Flow-electrode capacitive deionization utilizing three-dimensional foam current collector for real seawater desalination

Abstract

The three-dimensional (3D) carbon coated nickel foam was utilized as current collector in a flow-electrode capacitive deionization (CF-FCDI) device to strengthen the charge transfer ability of FCDI device, achieving distinguished desalination efficiency for real seawater. Utilizing 30 ppi carbon coated nickel foam as current collector with 12.5 wt% AC content at 1.2 V to treat 3.5 g L−1 NaCl solution, the CF-FCDI achieved 99.8% of salt removal efficiency (SRE), 3.29 µmol cm−2 min−1 of average salt removal rate (ASRR) and 97.0% of charge efficiency (CE), surpassing most desalination performances in previous reports. Compared with the titanium mesh (TM-FCDI) and graphite plate (GP-FCDI) current collector, the three-dimensional electric field and computational fluid dynamics (CFD) simulations demonstrated that 3D foam current collector has obvious stronger competitiveness.
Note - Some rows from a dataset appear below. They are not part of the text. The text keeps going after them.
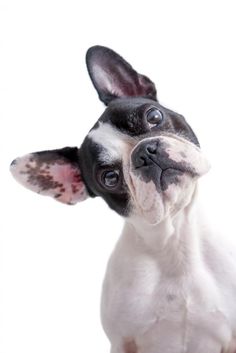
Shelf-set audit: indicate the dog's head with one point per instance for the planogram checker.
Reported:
(140, 157)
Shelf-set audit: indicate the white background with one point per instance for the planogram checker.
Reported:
(52, 256)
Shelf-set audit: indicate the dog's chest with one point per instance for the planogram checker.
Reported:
(140, 301)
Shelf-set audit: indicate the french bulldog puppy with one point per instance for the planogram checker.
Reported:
(170, 285)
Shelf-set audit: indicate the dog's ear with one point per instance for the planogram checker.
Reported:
(113, 77)
(54, 173)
Its intrinsic 3D interconnected open-pore structure as flow channel and 3D electric field could not only enlarge the charge contact area between the current collector and flow-electrode, but also eliminate the restriction of 0.75 mm effective charging range within the carbon slurry in traditional serpentine flow channels. Finally, the excellent desalination performance of CF-FCDI device was also verified by treating simulated seawater, real seawater samples from Yellow Sea and South China Sea with a high SRE of 99.9%, 99.8%, and 99.9%, respectively. This work introduced a new strategy for enhancing charge transfer ability and overall desalination efficiency of FCDI device by utilizing a novel 3D foam-structured current collector for real seawater desalination.